EU antitrust regulators launched an in-depth probe on Tuesday into Google Inc's US$3.1 billion bid for online ad tracker DoubleClick, saying an initial investigation showed the deal would raise competition concerns.
The EU's executive Commission set an April 2 deadline by which to reach a final decision on the deal, which has raised concerns by Google's rivals Microsoft Corp and Yahoo Inc -- both of which fear it will shrink competition for Internet advertising.
The European Commission described Google and DoubleClick as "the leading providers" of online advertising space and services and ad-serving technology, and said its extended probe would examine whether the deal "could lead to anti-competitive restrictions for competitors operating in these markets and thus harm consumers."
DoubleClick helps its customers place and track online advertising, including search ads, which Google -- more than its nearest search competitors Yahoo and Microsoft -- has turned into an extremely lucrative business. It places ads on Web pages that targeted consumers are likely to use, generating money for smaller publishers and lesser-visited pages.
The EU said a preliminary probe, launched after Google notified the EU of its bid for New York-based DoubleClick in September, found the proposed merger "would raise competition concerns."
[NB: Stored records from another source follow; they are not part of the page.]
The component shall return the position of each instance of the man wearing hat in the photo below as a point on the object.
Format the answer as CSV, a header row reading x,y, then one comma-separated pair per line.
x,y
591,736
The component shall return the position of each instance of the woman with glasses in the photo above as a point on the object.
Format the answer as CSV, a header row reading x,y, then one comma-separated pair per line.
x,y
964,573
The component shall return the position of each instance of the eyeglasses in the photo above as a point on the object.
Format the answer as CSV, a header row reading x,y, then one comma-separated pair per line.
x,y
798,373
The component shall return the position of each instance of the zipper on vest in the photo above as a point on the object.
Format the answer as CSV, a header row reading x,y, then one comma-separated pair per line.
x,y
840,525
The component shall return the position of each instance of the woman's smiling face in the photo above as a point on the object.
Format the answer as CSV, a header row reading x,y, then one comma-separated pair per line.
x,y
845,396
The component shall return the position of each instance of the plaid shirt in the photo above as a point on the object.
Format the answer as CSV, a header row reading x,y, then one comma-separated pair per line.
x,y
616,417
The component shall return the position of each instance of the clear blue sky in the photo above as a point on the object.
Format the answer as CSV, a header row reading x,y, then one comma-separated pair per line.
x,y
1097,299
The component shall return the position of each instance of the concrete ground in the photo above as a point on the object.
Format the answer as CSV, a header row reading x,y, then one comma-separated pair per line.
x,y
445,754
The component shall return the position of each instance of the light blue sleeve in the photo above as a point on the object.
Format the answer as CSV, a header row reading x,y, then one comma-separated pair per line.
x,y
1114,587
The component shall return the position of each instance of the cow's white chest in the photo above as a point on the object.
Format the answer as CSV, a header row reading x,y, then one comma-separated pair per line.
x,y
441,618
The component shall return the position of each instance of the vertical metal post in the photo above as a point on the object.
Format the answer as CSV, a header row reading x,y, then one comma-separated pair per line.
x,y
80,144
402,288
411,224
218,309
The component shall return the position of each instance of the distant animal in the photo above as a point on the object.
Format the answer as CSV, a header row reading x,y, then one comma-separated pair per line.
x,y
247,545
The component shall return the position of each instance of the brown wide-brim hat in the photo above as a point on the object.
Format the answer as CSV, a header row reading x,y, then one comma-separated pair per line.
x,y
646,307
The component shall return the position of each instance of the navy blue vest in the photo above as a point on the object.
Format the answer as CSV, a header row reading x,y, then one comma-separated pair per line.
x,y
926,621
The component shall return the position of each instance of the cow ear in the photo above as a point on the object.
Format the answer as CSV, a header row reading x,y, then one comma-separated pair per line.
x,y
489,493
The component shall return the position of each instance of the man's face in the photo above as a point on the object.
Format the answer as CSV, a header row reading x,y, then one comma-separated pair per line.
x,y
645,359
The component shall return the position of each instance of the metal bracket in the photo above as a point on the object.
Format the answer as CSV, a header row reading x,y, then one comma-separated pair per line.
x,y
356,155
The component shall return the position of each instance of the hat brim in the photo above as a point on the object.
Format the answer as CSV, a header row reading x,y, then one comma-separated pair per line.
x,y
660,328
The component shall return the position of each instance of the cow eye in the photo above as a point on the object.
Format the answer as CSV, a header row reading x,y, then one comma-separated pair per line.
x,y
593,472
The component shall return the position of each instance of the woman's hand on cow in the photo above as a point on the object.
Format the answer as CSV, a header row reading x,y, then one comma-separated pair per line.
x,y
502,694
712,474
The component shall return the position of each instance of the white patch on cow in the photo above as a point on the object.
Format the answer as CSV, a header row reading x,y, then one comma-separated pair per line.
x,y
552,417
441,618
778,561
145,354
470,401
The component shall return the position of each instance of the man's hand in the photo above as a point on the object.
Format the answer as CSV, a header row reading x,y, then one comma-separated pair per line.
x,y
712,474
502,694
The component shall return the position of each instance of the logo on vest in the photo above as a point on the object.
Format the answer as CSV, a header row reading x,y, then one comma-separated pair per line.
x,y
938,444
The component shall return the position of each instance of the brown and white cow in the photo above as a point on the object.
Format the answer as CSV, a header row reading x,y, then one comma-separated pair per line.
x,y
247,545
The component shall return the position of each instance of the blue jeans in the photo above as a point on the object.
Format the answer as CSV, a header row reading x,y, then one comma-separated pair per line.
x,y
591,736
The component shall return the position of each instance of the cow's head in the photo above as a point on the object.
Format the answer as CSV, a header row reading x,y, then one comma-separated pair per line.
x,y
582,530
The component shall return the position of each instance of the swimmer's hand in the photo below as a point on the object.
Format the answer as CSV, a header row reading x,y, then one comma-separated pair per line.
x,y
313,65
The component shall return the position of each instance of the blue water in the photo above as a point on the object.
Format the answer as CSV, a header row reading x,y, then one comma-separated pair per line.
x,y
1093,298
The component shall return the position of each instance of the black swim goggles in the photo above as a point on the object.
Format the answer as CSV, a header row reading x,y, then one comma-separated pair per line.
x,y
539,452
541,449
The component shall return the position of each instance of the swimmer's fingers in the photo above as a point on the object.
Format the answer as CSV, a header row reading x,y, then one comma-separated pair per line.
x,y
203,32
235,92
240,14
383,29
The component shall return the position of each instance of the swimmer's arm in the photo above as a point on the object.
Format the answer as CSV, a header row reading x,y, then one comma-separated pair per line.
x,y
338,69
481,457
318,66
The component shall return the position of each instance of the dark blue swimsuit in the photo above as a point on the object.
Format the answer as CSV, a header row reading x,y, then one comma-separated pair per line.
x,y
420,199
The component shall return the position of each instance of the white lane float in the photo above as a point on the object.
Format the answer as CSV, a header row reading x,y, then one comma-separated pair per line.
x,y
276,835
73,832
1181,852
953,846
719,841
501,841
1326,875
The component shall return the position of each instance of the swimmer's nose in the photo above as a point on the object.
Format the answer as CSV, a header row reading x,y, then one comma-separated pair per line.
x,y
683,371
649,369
Google chief executive Eric Schmidt said the company was "obviously disappointed" by the EU decision to extend the review.
"We will continue to work with the Commission to demonstrate how our proposed acquisition will benefit publishers, advertisers and consumers," Schmidt said in a statement. "We seek to avoid further delays that might put us at a disadvantage in competing fully against Microsoft, Yahoo, AOL and others whose acquisitions in the highly competitive online advertising market have already been approved."
Other advertisers have expressed concerns that the deal would leave Google in a dominant position on the Internet, while consumer advocates have cited concerns about data privacy and the knock-on effect on media that increasingly rely on Internet ads to pull in revenue.
Yahoo Europe's managing director Toby Coppel welcomed the EU investigation, saying it "was needed."
"Competitive online advertising markets in Europe are of great importance to publishers and advertisers, as well as being key to innovation and consumer choice," Coppel said.
Jeff Chester, executive director of Washington-based Center for Digital Democracy, said the full-scale probe proved that the EU "recognizes the serious consequences" of the Google-DoubleClick deal.
"Google is quickly becoming the key digital gatekeeper for the online publishing and advertising marketplace," Chester said. "At stake here is more than just the skyrocketing Google share price ... there must be meaningful competition and consumer protection in the online ad sector."
Google has insisted, however, that joining it with DoubleClick would help expand the booming Internet ad market.
The company's rivals have been looking to beef up their Internet advertising capabilities, with Microsoft buying Seattle-based online advertising firm aQuantive Inc and advertising conglomerate WPP Group PLC's purchase of online ad company 24/7 Real Media Inc.